The allocation guarantee mechanism generally takes the average capacity of objects promoted to the old age each time before as the empirical value and compares it with the remaining space of the old age. If the remaining space is enough, only Minor GC will be attempted, otherwise Full GC will be attempted. If the guarantee fails, then a Full GC will follow the Minor GC. More detailed policies are described in the memory allocation and reclamation policies section.
1.3 Mark-Compact Algorithm
1.3.1 principle
Also known as mark-compression algorithm. The marking process is still the same as the mark-clean algorithm, but instead of cleaning up the recyclable objects directly, the next step is to move all surviving objects to one end and then clean up the memory directly beyond the end boundary. The mark-clean algorithm is shown in the following diagram.
1.3.2 the pros and cons
The advantages and disadvantages are the same as the mark clearing algorithm, which solves the problem of fragmentation of the mark clearing algorithm. At the same time, the mark compression algorithm has one more step, which is the step of object moving memory location, and its efficiency also has a certain impact.

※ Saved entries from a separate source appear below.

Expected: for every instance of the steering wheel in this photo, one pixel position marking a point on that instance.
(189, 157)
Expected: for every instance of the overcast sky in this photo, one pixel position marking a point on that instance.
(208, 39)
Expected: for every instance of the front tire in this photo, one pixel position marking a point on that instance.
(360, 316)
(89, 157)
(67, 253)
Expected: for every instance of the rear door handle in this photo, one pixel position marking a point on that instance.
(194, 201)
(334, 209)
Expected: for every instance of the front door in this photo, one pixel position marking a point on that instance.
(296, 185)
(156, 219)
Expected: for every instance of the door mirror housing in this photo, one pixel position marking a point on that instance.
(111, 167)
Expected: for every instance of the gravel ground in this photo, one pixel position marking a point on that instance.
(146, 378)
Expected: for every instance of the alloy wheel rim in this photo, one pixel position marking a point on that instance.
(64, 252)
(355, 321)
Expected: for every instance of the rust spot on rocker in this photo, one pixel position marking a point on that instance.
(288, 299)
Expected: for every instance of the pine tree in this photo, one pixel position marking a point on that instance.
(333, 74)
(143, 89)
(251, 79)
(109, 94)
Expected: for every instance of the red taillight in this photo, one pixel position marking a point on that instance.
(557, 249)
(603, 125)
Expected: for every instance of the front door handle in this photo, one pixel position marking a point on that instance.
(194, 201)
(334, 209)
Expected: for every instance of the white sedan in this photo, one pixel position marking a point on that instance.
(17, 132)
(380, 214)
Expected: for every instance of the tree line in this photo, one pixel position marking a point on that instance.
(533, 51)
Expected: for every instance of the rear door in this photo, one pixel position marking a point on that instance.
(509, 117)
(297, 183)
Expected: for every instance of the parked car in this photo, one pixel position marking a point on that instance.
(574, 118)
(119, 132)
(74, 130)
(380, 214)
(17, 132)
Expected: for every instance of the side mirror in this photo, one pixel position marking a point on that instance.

2. Comprehensive Algorithm
2.1 Generational Collecting Algorithm
A variety of garbage collection algorithms have been introduced, and each algorithm has its own advantages and disadvantages. No one can replace anyone, so it is wise to choose according to the characteristics of garbage collection objects.
Current mainstream JVM garbage collection uses a comprehensive “generational collection algorithm”, which divides the memory into chunks based on the lifetime of the object, such as the young generation, the old generation, and the permanent generation in the JVM, and then adopts the most appropriate GC algorithm for each generation. In the JVM, the replication algorithm is suitable for the younger generation, and the tag clearing or tag collation algorithm is suitable for the older generation. The heap MEMORY GC model and detailed generation rules are detailed in this article: Overview of the Java Heap Memory GC Model.
2.2 Partition Collection Algorithm (Regin)
In G1 garbage collector of JDK1.7, the latest compound algorithm of “partition collection algorithm” is adopted to cancel the traditional generation mechanism, and the whole heap space with several large generations is divided into several consecutive different cells (Regin). Each cell can be used independently (as Eden, survivor, old, Humongous, etc.) and recycled independently (the basic algorithm used is still the replication algorithm, and has natural local compressibility).
While STW is also required for GC, the small partition approach allows you to control how many cells are recycled at a time, and reasonably recycle several cells (rather than the entire heap) at a time, depending on the target pause time, thereby reducing the pauses generated by a GC and achieving the minimum time delay. The ZGC garbage collector, added in JDK11, also uses the idea of partitioning (Regin). The algorithm and G1 implementation are explained later in the garbage Collector section: An in-depth look at the seven JVM garbage collectors in Java.
References:
- In-depth Understanding of the Java Virtual Machine
If you need to communicate, or the article is wrong, please leave a message directly. In addition, I hope to like, collect, pay attention to, I will continue to update a variety of Java learning blog!